Propriétés spécifiques de la couleur - Kandinsky

 

" Les couleurs claires attirent davantage l'œil et le retiennent. Les couleurs claires et chaudes le retiennent plus encore : comme la flamme attire l'homme irrésistiblement, le vermillon attire et irrite le regard. Le jaune citron vif blesse les yeux. L'œil ne peut le soutenir. On dirait une oreille déchirée par le son aigre de la trompette. Le regard clignote et va se plonger dans les calmes profondeurs du bleu et du vert. "

" Le bleu apaise et calme en s'approfondissant. En glissant vers le noir, il se colore d'une tristesse qui dépasse l'humain, semblable à celle où l'on est plongé dans certains états graves qui n'ont pas de fin et qui ne peuvent pas en avoir. Lorsqu'il s'éclaircit, ce qui ne lui convient guère, le bleu semble lointain et indifférent, tel le ciel haut et bleu clair. A mesure qu'il s'éclaircit, le bleu perd de sa sonorité, jusqu'à n'être plus qu'un repos silencieux, et devient blanc."

" La passivité est le caractère dominant du vert absolu. Qu'il passe au clair ou au foncé, le vert ne perd jamais son caractère premier d'indifférence et d'immobilité ."

" Le rouge, couleur sans limites, essentiellement chaude, agit intérieurement comme une couleur débordante d'une vie ardente et agitée. Dans cette ardeur, dans cette effervescence, transparaît une sorte de maturité mâle, tournée vers soi et pour qui l'extérieur ne compte guère."

"Le rouge chaud, rendu plus intense par l'addition du jaune donne l'orangé. Le mouvement du rouge, qui était enfermé en lui-même, se transforme en irradiations, en expansion."

" Le violet est un rouge refroidi au sens physique et psychique du mot. Il y a en lui quelque chose de maladif, d'éteint et triste.

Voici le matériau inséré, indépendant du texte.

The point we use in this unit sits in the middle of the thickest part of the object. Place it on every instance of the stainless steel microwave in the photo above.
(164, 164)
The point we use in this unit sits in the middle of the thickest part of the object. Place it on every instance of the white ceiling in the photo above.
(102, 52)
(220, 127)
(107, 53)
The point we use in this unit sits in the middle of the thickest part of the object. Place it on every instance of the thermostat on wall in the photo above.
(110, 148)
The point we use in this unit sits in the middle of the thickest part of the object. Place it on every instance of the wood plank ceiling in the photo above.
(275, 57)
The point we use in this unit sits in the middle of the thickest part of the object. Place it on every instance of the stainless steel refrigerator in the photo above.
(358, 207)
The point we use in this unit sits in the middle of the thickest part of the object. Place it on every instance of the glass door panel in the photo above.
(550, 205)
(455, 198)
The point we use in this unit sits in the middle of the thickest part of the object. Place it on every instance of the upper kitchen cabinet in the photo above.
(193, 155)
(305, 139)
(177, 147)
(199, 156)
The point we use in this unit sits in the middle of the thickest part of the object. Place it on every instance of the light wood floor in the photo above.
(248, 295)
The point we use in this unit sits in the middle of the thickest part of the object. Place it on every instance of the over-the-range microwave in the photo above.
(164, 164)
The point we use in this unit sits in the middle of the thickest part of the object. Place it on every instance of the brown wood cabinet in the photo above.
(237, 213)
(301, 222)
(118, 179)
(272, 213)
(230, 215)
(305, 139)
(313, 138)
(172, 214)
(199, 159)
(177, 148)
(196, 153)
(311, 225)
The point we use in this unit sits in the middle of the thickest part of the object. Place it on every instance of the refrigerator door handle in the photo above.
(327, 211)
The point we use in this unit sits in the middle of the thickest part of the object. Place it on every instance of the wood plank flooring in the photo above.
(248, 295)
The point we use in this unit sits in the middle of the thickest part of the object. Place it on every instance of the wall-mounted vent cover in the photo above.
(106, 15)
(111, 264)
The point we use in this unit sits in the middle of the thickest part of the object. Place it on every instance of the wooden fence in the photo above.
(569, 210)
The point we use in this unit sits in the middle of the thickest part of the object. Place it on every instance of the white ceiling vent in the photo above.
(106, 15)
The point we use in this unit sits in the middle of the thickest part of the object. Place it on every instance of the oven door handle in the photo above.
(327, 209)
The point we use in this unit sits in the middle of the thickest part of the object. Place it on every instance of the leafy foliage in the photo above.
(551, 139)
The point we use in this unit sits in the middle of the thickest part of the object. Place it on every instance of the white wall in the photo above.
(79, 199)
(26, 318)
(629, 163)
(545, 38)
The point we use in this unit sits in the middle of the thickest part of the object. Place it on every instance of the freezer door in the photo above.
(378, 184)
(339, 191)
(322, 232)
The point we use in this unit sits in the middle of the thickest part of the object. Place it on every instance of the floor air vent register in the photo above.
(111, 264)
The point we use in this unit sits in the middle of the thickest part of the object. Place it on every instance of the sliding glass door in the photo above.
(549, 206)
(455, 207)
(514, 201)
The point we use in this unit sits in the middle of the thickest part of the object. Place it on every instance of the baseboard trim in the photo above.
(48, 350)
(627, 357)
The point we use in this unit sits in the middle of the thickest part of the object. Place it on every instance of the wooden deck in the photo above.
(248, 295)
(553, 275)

C'est la raison, sans doute, pour laquelle les vieilles dames le choisissent pour leurs robes. Les Chinois en ont fait la couleur du deuil. Il a les vibrations sourdes du cor anglais, du chalumeau et répond, en s'approfondissant, aux sons graves du basson. "

"Et enfin, le noir: Comme un " rien " sans possibilités, comme un " rien " mort après la mort du soleil, comme un silence éternel, sans avenir sans l'espérance même d'un avenir, résonne intérieurement le noir. En musique, ce qui y correspond c'est la pause qui marque une fin complète, qui sera suivie, ensuite, d'autre chose peut-être, - la naissance d'un autre monde. Car tout ce qui est suspendu par ce silence est fini pour toujours : le cercle est fermé. "

Ainsi Kandinsky passe en revue toutes les couleurs, leurs mélanges, leurs affinités et leurs oppositions. Il nous éclaire d'une façon si pertinente, qu'il est difficile de faire un choix parmi ces pages tant chacune d'elles compte.

Après avoir ainsi fixé l'action de la couleur en soi, Kandinsky s'étend sur ses possibilités d'accord avec la forme, sur la relation, en somme, entre forme et couleur : Des couleurs " aiguës " font mieux ressortir leurs qualités dans une forme pointue (le jaune par exemple, dans un triangle). Les couleurs qu'on peut qualifier de profondes se trouvent renforcées, leur action intensifiée par des formes rondes. Le bleu, par exemple, dans un cercle.

Et pour finir, la visée même de Kandinsky, ou l'on sent toute l'impétuosité qui l'anime : Lutte des sons, équilibre perdu, " principes " renversés, roulement inopiné de tambours, grandes questions, aspirations sans but visible, impulsions en apparence incohérentes, chaînes rompues, liens brisés, renoués en un seul, contrastes et contradictions voilà quelle est notre Harmonie. La composition qui se fonde sur cette harmonie est un accord de formes colorées et dessinées qui, comme telles, ont une existence indépendante procédant de la Nécessité Intérieure et constituant, dans la communauté qui en résulte, un tout appelé tableau.